A phenotype, or pheno, refers to the physical expression of a cannabis plant’s genetic blueprint; when a female cannabis plant produces seeds, each seed is a phenotype that expresses a unique set of traits from the mother and father plants. Phenotypes occur as the result of the interaction between a plant’s genetic blueprint and the environment in which it is grown.
“The phenotype of these Blue Dream seeds grown under full light is different than the same seeds grown in partial shade.”
What is phenotype?
Phenotype, or the physical expression of a cannabis plant, depends on the genetic code—or genotype—of the plant and the way in which the environment influences the expression of that genetic code.
Genes are not activated simply because an organism has them—they are triggered by the environment. Different environments will activate or inhibit the expression of different genes. Environmental factors such as light, air, water, and nutrient levels can trigger or inhibit the expression of certain genes.
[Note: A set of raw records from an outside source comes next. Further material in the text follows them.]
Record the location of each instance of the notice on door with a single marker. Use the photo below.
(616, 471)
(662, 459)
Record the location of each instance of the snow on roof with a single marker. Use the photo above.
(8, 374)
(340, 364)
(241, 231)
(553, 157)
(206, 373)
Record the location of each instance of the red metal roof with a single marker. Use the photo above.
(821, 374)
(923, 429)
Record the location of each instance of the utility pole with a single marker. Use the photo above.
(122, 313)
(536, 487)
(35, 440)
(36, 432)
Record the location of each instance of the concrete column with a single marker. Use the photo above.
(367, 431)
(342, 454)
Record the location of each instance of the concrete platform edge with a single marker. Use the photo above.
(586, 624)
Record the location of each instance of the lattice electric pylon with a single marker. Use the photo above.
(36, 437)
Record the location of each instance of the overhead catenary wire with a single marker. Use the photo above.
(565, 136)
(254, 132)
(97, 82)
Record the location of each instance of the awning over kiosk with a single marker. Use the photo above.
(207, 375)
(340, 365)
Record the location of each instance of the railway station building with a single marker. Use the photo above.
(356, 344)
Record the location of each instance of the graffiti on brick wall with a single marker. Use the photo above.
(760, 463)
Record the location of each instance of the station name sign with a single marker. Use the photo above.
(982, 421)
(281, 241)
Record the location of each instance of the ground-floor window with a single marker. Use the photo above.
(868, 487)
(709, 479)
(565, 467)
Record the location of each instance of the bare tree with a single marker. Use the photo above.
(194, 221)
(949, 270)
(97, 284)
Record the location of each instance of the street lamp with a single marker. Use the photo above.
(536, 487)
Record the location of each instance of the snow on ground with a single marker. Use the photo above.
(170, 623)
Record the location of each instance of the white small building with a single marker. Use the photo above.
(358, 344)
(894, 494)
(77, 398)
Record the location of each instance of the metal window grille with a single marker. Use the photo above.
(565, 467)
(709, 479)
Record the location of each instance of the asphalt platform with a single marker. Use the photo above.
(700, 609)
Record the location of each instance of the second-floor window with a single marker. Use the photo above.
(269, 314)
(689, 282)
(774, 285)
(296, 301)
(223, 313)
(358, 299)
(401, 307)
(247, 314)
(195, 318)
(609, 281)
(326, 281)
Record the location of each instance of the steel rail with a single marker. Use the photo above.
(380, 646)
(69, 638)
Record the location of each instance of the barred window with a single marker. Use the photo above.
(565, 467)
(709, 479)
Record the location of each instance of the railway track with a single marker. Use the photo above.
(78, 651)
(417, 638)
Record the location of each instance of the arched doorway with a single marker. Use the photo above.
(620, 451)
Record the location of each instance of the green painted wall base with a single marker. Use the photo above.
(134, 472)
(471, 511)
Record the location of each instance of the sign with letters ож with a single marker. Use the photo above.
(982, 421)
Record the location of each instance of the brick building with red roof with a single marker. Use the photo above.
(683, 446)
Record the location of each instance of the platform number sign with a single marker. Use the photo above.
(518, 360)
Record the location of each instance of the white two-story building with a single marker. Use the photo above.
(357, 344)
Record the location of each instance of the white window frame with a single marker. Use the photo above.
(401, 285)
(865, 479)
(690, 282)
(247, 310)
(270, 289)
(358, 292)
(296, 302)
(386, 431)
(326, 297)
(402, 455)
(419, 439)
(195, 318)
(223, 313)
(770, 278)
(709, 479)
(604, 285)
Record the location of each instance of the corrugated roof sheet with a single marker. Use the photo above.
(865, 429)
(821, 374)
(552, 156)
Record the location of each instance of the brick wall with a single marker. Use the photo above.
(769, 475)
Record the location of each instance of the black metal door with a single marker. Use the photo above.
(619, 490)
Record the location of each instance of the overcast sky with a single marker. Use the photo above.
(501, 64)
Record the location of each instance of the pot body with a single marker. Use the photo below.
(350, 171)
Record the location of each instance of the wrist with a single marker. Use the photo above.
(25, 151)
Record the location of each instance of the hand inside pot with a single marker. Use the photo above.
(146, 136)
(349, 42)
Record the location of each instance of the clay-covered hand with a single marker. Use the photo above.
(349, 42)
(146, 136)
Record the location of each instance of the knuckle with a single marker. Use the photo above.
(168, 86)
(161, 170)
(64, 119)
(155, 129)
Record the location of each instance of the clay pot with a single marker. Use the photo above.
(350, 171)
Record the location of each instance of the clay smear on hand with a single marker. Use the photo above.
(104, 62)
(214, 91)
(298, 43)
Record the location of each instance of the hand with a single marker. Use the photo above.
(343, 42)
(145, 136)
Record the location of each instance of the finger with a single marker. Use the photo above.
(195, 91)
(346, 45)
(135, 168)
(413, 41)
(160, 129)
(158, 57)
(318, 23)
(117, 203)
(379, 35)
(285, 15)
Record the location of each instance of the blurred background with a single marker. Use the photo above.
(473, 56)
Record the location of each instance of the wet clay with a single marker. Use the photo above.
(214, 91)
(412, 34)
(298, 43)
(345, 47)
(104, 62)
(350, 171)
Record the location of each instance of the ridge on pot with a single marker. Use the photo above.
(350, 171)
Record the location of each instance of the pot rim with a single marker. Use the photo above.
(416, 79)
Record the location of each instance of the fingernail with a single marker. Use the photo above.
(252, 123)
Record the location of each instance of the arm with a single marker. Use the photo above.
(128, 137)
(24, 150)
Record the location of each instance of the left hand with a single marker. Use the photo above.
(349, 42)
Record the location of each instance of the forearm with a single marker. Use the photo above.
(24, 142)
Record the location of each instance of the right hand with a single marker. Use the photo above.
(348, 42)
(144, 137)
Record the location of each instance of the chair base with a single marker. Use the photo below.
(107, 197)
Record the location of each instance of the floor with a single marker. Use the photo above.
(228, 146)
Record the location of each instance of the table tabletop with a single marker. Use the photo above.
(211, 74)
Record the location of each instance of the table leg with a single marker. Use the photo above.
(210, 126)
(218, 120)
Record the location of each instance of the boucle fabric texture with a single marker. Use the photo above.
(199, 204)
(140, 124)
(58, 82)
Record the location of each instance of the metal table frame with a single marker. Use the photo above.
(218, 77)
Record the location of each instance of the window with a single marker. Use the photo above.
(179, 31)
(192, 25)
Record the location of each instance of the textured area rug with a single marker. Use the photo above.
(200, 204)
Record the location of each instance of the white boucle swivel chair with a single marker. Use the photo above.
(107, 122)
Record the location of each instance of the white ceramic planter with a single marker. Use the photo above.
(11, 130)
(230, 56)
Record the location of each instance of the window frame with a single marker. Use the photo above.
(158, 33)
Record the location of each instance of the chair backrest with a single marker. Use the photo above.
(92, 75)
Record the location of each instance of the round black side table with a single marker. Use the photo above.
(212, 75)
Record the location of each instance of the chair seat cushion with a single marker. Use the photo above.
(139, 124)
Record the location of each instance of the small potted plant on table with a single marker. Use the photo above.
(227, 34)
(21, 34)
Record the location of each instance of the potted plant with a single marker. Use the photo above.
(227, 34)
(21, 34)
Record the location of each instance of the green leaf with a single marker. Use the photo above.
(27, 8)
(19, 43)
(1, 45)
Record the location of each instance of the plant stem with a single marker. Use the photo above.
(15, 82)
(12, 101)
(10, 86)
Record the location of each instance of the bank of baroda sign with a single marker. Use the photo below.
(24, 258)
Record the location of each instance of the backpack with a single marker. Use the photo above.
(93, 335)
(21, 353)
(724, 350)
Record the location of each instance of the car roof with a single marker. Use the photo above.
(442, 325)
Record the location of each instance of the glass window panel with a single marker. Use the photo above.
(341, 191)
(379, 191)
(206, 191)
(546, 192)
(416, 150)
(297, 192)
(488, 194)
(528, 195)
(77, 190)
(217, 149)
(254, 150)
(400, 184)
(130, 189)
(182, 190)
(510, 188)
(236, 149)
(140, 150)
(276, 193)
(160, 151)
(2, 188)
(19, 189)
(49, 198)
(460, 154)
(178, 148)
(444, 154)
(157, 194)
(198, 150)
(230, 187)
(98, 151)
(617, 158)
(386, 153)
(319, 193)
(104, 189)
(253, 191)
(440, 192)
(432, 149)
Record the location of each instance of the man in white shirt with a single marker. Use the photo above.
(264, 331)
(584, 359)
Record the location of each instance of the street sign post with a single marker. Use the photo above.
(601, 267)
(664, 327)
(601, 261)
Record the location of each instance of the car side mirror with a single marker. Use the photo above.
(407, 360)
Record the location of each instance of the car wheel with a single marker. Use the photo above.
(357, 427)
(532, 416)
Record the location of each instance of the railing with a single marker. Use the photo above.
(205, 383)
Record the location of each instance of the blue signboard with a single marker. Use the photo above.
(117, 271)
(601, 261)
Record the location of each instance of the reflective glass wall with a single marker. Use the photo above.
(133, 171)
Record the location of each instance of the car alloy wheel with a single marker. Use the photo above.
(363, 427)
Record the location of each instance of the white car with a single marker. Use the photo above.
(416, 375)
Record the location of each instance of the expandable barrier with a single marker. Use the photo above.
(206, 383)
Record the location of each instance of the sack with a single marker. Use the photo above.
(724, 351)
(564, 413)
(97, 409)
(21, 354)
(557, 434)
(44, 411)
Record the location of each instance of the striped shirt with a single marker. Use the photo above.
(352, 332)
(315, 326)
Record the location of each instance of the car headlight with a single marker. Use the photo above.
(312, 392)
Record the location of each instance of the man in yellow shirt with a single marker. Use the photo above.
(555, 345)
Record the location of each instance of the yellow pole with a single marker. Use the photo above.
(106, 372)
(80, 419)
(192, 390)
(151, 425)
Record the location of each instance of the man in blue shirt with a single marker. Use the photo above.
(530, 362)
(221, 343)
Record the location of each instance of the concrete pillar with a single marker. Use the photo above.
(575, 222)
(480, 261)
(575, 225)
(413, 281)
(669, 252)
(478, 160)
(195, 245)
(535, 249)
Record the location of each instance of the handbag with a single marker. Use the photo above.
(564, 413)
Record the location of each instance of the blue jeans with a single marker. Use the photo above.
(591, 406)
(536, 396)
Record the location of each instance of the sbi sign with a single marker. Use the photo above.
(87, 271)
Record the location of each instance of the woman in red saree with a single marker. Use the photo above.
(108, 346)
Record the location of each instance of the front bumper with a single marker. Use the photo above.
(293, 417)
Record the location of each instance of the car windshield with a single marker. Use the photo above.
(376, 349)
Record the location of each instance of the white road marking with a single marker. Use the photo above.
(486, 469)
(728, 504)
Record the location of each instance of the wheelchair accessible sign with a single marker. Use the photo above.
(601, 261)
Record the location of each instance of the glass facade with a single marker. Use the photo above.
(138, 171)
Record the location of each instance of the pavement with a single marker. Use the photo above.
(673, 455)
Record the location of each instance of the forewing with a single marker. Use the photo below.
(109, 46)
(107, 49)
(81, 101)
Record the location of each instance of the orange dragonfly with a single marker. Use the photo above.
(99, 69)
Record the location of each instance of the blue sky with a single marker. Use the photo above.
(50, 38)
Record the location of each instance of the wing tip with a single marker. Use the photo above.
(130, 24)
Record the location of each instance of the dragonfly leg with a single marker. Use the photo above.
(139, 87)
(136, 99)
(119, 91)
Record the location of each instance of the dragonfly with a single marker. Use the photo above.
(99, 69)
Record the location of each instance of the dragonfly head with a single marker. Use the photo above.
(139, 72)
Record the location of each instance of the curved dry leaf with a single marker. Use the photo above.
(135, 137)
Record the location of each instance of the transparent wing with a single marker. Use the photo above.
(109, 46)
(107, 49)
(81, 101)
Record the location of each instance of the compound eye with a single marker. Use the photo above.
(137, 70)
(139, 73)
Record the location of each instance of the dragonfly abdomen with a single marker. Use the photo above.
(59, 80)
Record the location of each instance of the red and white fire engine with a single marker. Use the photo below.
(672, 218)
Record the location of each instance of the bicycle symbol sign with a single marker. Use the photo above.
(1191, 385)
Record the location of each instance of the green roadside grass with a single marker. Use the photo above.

Every aspect of the phenotype of a cannabis plant, including its smell, color, potency, resin production, height, etc., is therefore the product of the plant’s genotype and the environment in which it grows.
Plants that are genetically identical can end up with very different phenotypes due to the environmental conditions they are exposed to. For example, seeds of a specific strain will typically grow differently indoors compared to outdoors. The physical differences that result as a consequence of exposure to distinct environmental conditions is called phenotypic plasticity.
How is phenotype used?
Growers use cannabis phenotypes as a way to select for the best expression of physical characteristics in a particular strain: After growing multiple seeds of a strain, growers will choose the one—the phenotype—that is the best in terms of yields, potency, color, flavor, bud density, and other valued features. Clones can then be made of that phenotype for mass production.